An executor or administrator of an estate or a trustee is in a fiduciary position, which means that they owe certain fiduciary duties to the beneficiaries, including a duty of loyalty. There is a general rule that a trustee cannot purchase trust property, which is referred to as the rule against self-dealing. This would put the trustee in an obvious conflict of interest, contrary to their duty of loyalty.

If all beneficiaries are of full capacity, they can give fully informed consent to the self-dealing. The Court also has the jurisdiction to approve self-dealing by a fiduciary.

The burden is on the trustee seeking permission to sell property to herself to establish that a sale is necessary and that no other purchaser has been forthcoming or seems likely to come forward within a reasonable time, and that his or her own offer in the circumstances is a favourable one. The cases suggest that approval by the court will only be given where it is truly in the interest of the beneficiaries.
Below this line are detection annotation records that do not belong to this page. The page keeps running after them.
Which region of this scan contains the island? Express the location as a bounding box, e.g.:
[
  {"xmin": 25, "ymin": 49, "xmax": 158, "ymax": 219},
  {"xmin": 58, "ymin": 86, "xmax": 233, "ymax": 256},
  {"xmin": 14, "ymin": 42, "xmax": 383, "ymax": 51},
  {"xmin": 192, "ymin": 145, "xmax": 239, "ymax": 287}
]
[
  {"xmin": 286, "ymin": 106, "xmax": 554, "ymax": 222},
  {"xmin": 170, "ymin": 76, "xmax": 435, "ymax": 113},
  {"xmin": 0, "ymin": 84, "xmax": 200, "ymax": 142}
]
The B.C. Supreme Court was recently asked to approve self-dealing in Dewberry Estate (Re) 2023 BCSC 1325. The applicant obtained a grant of administration of an intestate estate. She was the daughter of the deceased. The estate was to be divided equally between the applicant and her two sisters. The only remaining significant assets were a two-acre property and the manufactured home on it.

These assets were recently appraised at $284,000. The applicant sought to buy the property for $179,600.

One sister opposed the application, arguing there was no basis to reduce the purchase price below current market value. The third sister did not respond, but her position mirrored that of the sister opposing the application.

The applicant took the position that her sisters would be unjustly enriched if she was forced to pay market value for the property. However, the Court was not aware of any authority that would allow it to approve a sale of trust property to a trustee at below market value on the basis of contributions by the trustee to the preservation of the value of the property.

The Court held that it could not be said that a proposed sale at more than $100,000 below the recent estimate of market value was “clearly to the advantage of the beneficiaries.” In light of the appraisal, the applicant could not show that no other purchaser is likely to come forward.

However, the applicant was given ten days to decide whether she was interested in purchasing the property for $284,000, the appraised value, as her siblings were prepared to consent to a sale at that price.